Hicks, the prosecutor, denied former defense attorney Hiatt's claim that the men had a conversation in a hallway this summer during which Hicks said "that he wanted to get rid of this case, but that he didn't know if he was going to get permission."

Hicks said Hiatt's recollection "is totally inaccurate" and that he has not seen Hiatt – an easily recognizable ponytailed personality – for years. Another attorney Hiatt said was present did not immediately respond to a request for comment.

Phil Telfeyan, an attorney with the group Equal Justice Under Law who represents the three remaining defendants, said that Hicks called him before filing the motion and "told me he changed his mind."

"I think Earl Hicks has actually changed his mind and is starting to see these people were in compliance with state law," he said.

Hicks declined to comment on that specific alleged conversation.

"I cannot discuss matters not in the record because this case is still pending," he said, adding, however, that "of course, I changed my mind. The law changed."

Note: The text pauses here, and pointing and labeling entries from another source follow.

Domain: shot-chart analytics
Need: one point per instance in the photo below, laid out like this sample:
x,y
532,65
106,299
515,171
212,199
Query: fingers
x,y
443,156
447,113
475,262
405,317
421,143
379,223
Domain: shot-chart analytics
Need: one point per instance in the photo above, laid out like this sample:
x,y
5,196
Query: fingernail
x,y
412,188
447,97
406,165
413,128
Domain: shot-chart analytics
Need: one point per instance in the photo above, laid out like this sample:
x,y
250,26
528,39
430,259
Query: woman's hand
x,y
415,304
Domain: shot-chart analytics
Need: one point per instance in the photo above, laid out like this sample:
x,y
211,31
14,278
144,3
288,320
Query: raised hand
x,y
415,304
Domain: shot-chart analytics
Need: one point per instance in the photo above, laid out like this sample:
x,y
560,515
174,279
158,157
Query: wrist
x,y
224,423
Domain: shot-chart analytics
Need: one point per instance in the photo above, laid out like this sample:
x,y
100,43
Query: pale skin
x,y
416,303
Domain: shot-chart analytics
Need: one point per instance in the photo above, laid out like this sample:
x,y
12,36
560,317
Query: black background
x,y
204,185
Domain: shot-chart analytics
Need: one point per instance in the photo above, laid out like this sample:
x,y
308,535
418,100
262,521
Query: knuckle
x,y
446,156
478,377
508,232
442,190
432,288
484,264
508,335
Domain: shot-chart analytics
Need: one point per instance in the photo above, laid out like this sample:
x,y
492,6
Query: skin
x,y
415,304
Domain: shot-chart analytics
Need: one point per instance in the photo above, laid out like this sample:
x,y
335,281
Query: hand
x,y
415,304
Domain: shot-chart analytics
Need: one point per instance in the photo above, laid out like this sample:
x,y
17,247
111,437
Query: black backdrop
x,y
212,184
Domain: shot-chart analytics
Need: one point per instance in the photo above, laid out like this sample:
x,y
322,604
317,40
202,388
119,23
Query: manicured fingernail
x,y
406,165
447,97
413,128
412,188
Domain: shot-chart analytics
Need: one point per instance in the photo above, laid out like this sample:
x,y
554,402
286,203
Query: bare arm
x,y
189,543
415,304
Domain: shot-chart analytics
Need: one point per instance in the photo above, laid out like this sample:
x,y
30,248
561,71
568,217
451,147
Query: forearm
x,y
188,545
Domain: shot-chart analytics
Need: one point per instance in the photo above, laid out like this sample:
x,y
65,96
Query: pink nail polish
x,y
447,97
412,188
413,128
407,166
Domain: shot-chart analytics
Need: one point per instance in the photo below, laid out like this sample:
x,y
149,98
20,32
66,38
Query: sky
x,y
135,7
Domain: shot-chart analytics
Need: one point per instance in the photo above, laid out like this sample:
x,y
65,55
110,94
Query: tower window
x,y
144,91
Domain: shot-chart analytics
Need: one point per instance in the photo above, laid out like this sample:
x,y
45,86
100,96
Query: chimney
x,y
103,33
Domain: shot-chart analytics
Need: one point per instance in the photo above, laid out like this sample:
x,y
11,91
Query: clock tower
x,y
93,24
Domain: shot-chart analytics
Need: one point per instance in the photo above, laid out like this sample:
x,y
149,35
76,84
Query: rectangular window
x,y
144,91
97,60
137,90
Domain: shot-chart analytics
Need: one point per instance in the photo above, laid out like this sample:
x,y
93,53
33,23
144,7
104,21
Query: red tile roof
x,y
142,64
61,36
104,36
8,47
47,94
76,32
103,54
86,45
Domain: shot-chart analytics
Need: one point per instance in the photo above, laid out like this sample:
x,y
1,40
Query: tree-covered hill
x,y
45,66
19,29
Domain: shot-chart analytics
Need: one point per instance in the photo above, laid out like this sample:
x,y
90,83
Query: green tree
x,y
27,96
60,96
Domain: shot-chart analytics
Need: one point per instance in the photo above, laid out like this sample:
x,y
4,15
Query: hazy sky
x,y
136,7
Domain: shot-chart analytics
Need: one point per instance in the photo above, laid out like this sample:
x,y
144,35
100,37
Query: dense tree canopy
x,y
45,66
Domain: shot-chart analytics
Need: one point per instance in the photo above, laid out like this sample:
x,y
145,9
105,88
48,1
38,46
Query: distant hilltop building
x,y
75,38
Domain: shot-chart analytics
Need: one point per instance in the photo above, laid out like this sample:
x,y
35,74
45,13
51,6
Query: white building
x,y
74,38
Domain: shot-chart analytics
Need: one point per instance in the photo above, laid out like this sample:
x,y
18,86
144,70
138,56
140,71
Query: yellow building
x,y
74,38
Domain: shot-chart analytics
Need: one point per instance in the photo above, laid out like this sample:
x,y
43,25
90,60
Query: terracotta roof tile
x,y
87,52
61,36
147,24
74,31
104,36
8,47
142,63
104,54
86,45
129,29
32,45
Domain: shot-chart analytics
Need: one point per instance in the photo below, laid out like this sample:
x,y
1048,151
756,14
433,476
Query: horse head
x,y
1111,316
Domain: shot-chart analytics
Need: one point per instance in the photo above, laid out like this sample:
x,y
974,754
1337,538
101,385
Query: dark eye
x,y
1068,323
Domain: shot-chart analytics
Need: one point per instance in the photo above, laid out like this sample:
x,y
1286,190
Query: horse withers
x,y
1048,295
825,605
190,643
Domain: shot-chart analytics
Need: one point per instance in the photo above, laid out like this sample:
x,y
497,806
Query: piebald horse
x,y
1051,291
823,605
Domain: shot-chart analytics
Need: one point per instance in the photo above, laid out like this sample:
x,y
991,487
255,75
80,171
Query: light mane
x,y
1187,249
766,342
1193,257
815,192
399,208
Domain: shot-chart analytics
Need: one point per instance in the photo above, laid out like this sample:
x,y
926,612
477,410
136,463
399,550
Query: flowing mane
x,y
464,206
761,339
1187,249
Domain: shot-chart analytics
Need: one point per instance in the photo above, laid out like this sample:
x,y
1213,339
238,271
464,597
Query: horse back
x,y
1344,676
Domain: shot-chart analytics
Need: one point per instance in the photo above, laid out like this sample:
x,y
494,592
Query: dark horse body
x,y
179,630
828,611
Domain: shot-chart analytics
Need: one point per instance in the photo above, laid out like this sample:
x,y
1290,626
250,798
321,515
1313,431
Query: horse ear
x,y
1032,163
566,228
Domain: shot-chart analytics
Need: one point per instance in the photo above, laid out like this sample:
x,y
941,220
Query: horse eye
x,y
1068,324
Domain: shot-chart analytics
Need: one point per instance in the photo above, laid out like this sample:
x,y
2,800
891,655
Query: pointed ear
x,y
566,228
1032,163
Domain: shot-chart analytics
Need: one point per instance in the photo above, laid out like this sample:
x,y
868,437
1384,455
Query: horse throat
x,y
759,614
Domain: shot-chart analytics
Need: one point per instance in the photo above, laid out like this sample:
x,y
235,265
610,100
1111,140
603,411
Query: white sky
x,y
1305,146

Telfeyan said that the filing reaffirms that U.S. attorney offices are free from central control in an era where Attorney General Jeff Sessions has talked a hard line on marijuana, which could potentially be reflected in policy, as pot possession for any reason outside limited research remains a federal crime.

"It's a signal to U.S. attorney offices all throughout the country that their decisions to prosecute cases like this rest in their own hands – it's not up to the Justice Department in Washington to decide if these cases can be prosecuted," he said. "Earl Hicks' signature is on this, the acting U.S. attorney's signature is on this brief, but Jeff Sessions' signature is not. So, this is a decision that other U.S. attorneys offices can follow."

This example of prosecutorial independence comes after the same U.S. attorney's office demonstrated its independence in pursuing the case, despite central Justice Department policy allowing for industrial-scale recreational marijuana in Washington state.

Telfeyan said he believes the case now inevitably will be dropped, regardless of whether it's remanded to district court or dismissed by the 9th Circuit.

"Rohrabacher-Farr may last another month, it may last another year, it may last another decade," he said. "But the trial happened in February and March 2015 was illegal. Even if the funding restriction is not renewed, the trial should not have happened, and the convictions have to be vacated."